The correct spatiotemporal regulation of genetic programmes is critical for the development and function of complex organisms. The majority of vertebrate genome sequence is non-coding and includes many cis-regulatory elements (CREs) such as enhancers that control gene activity in a cell and tissue specific manner. The ability to accurately predict enhancer elements will provide a better understanding of the genetic control of cellular regulation as well as give insights into disease mechanisms.

This bioinformatics-based project will use next-generation sequencing data from gene expression and chromatin accessibility assays to develop a new computational tool to predict enhancer sequences across vertebrate genomes. The student will apply their method to new datasets generated at UEA in the Münsterberg and Wheeler labs and novel enhancer predictions will be experimentally validated.

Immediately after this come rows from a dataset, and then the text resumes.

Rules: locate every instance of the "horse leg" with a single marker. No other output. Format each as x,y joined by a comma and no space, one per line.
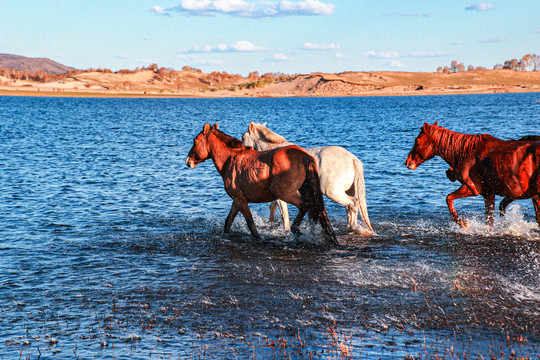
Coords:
273,207
536,203
230,218
462,192
489,202
284,214
244,209
301,213
351,206
504,204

The student will work closely with computational biologists and experimentalists in a collaborative, interdisciplinary environment. The project will be computational but there would be an opportunity to conduct some experimental validation work in the Münsterberg lab if the student wishes to do so.

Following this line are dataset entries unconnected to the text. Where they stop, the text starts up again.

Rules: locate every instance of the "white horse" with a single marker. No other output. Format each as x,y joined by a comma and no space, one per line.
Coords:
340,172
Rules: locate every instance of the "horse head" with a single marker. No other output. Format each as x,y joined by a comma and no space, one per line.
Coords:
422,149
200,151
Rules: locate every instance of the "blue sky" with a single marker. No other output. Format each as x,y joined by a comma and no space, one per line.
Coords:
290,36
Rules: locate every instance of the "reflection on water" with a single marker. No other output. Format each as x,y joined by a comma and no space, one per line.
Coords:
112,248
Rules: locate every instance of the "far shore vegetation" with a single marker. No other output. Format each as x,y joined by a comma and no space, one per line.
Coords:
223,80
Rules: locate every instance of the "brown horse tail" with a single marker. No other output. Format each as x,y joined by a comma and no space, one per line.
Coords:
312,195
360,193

This project would be suitable for graduates with a biology background who would like to specialise in bioinformatics or for computer science graduates with an interest in biology. The supervisory team and their research groups will provide appropriate support and training tailored to the background of the student.


Mok, G.F., Folkes, L., Weldon, S.A., Maniou, E., Martinez-Heredia, V., Godden, A.M., Williams, R.M., Sauka-Spengler, T., Wheeler, G.N., Moxon, S. and Münsterberg, A.E., 2021. Characterising open chromatin in chick embryos identifies cis-regulatory elements important for paraxial mesoderm formation and axis extension. Nature Communications, 12(1), pp.1-15.

Bradley, T. and Moxon, S., 2020. FilTar: using RNA-Seq data to improve microRNA target prediction accuracy in animals. Bioinformatics, 36(8), pp.2410-2416.